Background: Optimal modality of pain management after liver resection has been controversial. Epidural analgesia is often avoided because of transient coagulopathy and the associated risk of epidural hematoma. Single-dose intrathecal morphine has been shown to be an effective alternative in open liver resection. The purpose of this trial was to compare the analgesic efficacy of intrathecal morphine and fentanyl versus intrathecal bupivacaine 0.5%, morphine, and fentanyl for patients undergoing laparoscopic liver resection.

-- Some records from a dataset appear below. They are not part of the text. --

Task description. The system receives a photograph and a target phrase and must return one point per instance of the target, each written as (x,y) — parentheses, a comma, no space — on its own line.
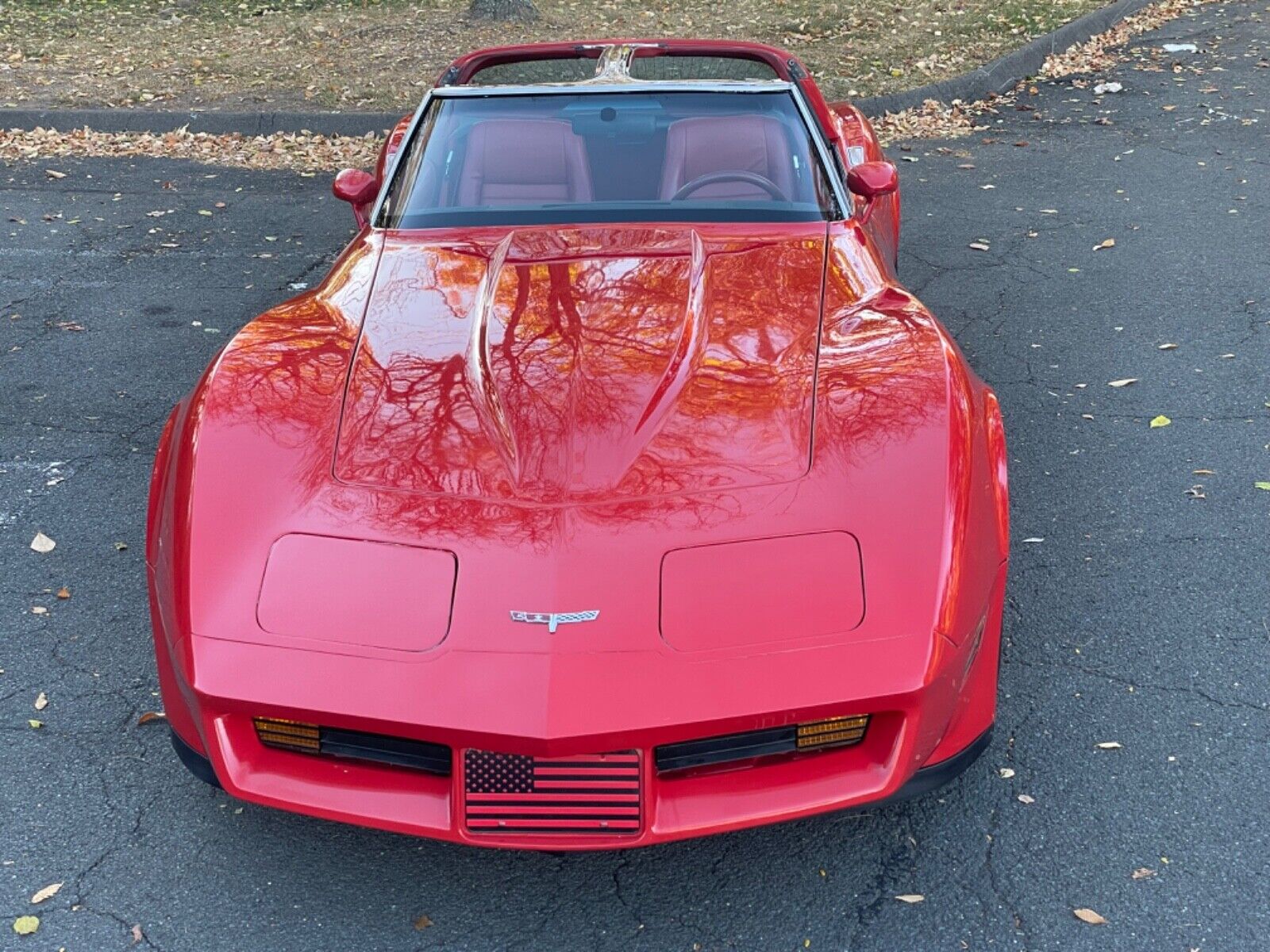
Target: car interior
(687,152)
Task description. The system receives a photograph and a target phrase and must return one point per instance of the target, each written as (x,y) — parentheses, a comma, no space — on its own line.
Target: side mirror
(359,188)
(873,181)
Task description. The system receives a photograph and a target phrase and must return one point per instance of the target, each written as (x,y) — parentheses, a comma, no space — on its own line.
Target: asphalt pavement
(1138,601)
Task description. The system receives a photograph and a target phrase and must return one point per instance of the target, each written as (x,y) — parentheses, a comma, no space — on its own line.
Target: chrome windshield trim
(628,86)
(822,148)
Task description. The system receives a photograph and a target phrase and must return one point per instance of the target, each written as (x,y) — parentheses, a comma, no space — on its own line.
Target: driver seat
(524,162)
(706,144)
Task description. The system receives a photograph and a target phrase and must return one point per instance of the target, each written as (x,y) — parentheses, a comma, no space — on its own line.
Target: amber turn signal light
(290,735)
(831,731)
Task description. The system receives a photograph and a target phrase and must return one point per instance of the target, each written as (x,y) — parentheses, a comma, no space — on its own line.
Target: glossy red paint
(461,423)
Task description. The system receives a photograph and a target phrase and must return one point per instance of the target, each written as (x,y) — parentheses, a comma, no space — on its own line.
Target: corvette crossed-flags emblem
(554,620)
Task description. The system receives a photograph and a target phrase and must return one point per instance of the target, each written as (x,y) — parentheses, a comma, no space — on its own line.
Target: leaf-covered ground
(380,54)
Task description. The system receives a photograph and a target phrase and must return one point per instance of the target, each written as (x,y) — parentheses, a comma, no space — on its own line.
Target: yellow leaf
(48,892)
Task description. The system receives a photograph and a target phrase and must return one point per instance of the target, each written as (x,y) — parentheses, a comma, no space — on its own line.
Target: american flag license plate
(552,795)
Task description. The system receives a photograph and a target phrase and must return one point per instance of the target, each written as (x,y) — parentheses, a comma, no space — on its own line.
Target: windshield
(609,158)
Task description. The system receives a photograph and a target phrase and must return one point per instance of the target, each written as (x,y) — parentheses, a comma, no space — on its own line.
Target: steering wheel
(711,178)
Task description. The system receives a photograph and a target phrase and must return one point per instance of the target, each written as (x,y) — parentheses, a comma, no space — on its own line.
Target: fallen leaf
(48,892)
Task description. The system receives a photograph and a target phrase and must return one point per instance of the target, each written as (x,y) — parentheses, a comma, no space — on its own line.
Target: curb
(995,78)
(1003,74)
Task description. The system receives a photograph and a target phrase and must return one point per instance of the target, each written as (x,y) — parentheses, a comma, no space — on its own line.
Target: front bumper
(916,742)
(925,781)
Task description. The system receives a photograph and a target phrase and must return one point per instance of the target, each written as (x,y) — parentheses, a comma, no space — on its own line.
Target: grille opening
(810,735)
(353,746)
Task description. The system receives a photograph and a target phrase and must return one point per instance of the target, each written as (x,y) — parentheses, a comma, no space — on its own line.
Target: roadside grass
(381,54)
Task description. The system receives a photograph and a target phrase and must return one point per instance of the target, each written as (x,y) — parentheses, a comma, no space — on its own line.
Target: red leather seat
(708,144)
(524,162)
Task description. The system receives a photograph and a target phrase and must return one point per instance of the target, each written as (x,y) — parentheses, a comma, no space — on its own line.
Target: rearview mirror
(873,181)
(359,188)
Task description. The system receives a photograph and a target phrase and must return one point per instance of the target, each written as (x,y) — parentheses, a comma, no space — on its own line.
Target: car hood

Methods: This prospective randomized controlled double-blind trial compared morphine consumption between control (CTRL) group receiving a spinal injection of fentanyl 15 μg and morphine 0.4 mg and bupivacaine (BUPI) group receiving the same medications in addition to bupivacaine 0.5% (15 mg). Forty patients scheduled for laparoscopic liver resection were enrolled. Primary outcome was intravenous patient-controlled analgesia morphine consumption measured at 6, 9, 12, 18, 24, 36, and 48 hrs after spinal injection. Secondary outcomes were pain scores at rest and with movement, sedation, nausea, pruritus, and respiratory rate.

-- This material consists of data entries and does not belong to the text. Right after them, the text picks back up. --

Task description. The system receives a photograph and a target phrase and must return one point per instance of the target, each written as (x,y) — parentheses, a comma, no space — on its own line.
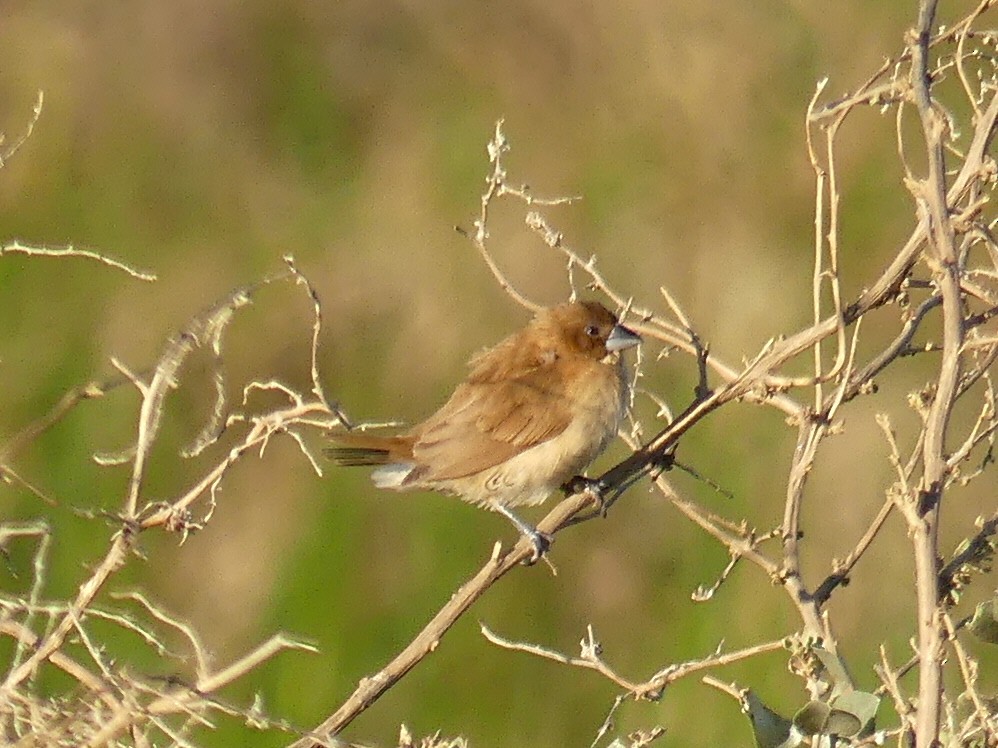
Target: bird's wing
(486,423)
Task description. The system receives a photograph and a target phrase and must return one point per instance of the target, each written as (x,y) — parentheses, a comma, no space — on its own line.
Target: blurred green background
(204,140)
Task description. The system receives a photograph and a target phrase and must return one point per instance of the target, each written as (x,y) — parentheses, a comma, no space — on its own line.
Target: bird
(534,411)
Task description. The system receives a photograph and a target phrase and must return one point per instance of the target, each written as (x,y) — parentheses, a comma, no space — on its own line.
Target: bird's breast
(597,403)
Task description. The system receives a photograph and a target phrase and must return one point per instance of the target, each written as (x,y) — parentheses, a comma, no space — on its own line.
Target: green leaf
(812,717)
(984,624)
(861,708)
(769,728)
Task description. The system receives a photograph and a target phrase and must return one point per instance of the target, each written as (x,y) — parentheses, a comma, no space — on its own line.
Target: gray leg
(539,540)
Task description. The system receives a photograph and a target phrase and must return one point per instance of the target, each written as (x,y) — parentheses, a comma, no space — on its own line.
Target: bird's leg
(593,487)
(541,541)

Results: Cumulative doses of morphine were significantly lower for all time intervals in the BUPI group: 54 (30) versus 94 (47) mg (P = 0.01) at 48 hrs. Morphine consumption was significantly lower for each time interval up to 18 hrs. Pain scores with movement were significantly lower in the BUPI group up to 24 hrs after injection. Pain score at rest was significantly lower in the BUPI group 9 hrs after injection. There were no differences in adverse effects.
Conclusions: The addition of bupivacaine to intrathecal morphine and fentanyl significantly reduced intravenous morphine consumption after laparoscopic liver resection.